次の段階を含む精原細胞を利用した鳥類キメラの生産方法：
(a) 供与体鳥類の精巣を収得する段階；
(b) 前記精巣から精巣細胞ポピュレーション(population)を分離する段階；
(c) 前記精巣細胞ポピュレーションを細胞成長因子の含まれた培地で培養して、精原細胞ポピュレーションを収得する段階；及び
(d) 前記培養した精原細胞ポピュレーションまたは前記精巣細胞ポピュレーションを受容体鳥類の精巣に注入してキメラを生産する段階。
前記段階(b)は、コラゲナーゼ、トリプシン、またはこれらの混合物を、前記収得した精巣の組織に処理して行われることを特徴とする、請求項１に記載の方法。
前記細胞成長因子は、繊維芽細胞成長因子、インシュリン様成長因子−１、幹細胞因子、及びこれらの組み合せからなる群から選択されることを特徴とする、請求項１に記載の方法。
前記培地は、分化抑制因子をさらに含むことを特徴とする、請求項１に記載の方法。
前記分化抑制因子は、白血病抑制因子であることを特徴とする、請求項４に記載の方法。
前記培地は、繊維芽細胞成長因子、インシュリン様成長因子−１、及び白血病抑制因子の混合物を含む補足物を含有することを特徴とする、請求項１に記載の方法。
前記培地は、血清及び抗酸化剤をさらに含むことを特徴とする、請求項１に記載の方法。
前記段階(d)は、精原細胞ポピュレーションまたは精巣細胞ポピュレーションを受容体の精巣細管に注入して行うことを特徴とする、請求項１に記載の方法。
前記段階(d)は、精原細胞ポピュレーションまたは精巣細胞ポピュレーションを受容体の精巣細管の最も上側部分に注入して行うことを特徴とする、請求項８に記載の方法。
前記鳥類は、鶏、鶉、七面鳥、鴨、鵞鳥、雉、または鳩であることを特徴とする、請求項１に記載の方法。
前記供与体及び受容体は、異種であることを特徴とする、請求項１に記載の方法。
前記段階(d)の後、検定交配を行って、精原細胞ポピュレーションの注入された受容体がキメラであるか否かを確認する段階をさらに含むことを特徴とする、請求項１に記載の方法。
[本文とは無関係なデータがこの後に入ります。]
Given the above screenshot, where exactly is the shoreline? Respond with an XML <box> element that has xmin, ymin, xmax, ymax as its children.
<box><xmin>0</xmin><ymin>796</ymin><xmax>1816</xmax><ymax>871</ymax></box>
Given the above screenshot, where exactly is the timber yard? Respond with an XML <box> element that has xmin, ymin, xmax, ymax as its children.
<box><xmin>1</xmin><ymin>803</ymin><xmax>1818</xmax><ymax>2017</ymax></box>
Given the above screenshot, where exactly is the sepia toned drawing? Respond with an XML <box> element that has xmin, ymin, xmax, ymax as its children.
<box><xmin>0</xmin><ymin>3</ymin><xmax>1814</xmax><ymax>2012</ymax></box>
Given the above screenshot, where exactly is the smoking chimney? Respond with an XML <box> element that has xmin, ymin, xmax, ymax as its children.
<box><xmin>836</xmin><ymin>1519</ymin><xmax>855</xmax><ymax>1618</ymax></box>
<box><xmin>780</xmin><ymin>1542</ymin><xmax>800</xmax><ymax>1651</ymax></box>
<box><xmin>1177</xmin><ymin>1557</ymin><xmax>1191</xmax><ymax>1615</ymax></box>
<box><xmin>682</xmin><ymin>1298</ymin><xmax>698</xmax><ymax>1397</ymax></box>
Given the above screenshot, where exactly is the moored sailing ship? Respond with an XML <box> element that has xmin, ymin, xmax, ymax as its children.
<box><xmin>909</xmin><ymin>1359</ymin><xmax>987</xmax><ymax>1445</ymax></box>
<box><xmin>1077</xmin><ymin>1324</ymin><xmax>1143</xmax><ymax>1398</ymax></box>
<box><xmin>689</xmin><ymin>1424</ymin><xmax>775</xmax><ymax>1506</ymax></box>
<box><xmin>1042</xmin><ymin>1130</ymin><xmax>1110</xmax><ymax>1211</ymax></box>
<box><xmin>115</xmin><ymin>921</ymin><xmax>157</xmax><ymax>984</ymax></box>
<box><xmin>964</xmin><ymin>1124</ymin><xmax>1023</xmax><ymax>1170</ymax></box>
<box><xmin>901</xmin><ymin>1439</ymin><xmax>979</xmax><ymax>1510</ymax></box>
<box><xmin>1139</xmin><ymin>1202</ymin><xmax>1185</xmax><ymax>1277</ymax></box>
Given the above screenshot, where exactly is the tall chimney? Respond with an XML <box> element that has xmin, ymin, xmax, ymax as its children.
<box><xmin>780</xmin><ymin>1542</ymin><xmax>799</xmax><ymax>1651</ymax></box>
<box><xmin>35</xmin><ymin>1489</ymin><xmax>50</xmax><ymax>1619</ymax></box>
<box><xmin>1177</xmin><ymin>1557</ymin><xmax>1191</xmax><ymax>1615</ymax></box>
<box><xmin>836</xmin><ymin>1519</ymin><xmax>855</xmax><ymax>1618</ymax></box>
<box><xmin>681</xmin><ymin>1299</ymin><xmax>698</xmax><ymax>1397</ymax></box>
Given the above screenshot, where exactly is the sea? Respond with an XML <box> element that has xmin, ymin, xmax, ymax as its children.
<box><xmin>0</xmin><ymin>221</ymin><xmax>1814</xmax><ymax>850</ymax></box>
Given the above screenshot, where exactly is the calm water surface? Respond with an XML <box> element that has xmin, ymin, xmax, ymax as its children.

供与体の精原細胞を精巣内に保有し、前記精原細胞から精子を形成する能力を有して、且つ、前記精子は、子孫に生殖腺転移される特性を有することを特徴とする、鳥類キメラ。
前記鳥類キメラは、請求項１〜１１のいずれかに記載の方法により生産されることを特徴とする、請求項１３に記載の鳥類キメラ。
次の段階を含む形質転換鳥類の生産方法：
(a)供与体鳥類の精巣を収得する段階；
(b)前記精巣から精巣細胞ポピュレーション(population)を分離する段階；
(c)前記精巣細胞ポピュレーションを細胞成長因子の含まれた培地で培養して、精原細胞ポピュレーションを収得する段階；
(c’)前記精原細胞ポピュレーションまたは前記精巣細胞ポピュレーションに外来遺伝子を転移させる段階；
(d)前記精原細胞ポピュレーションまたは前記精巣細胞ポピュレーションを受容体鳥類の精巣に注入する段階；及び
(e)前記受容体の子孫を得て、形質転換鳥類を生産する段階。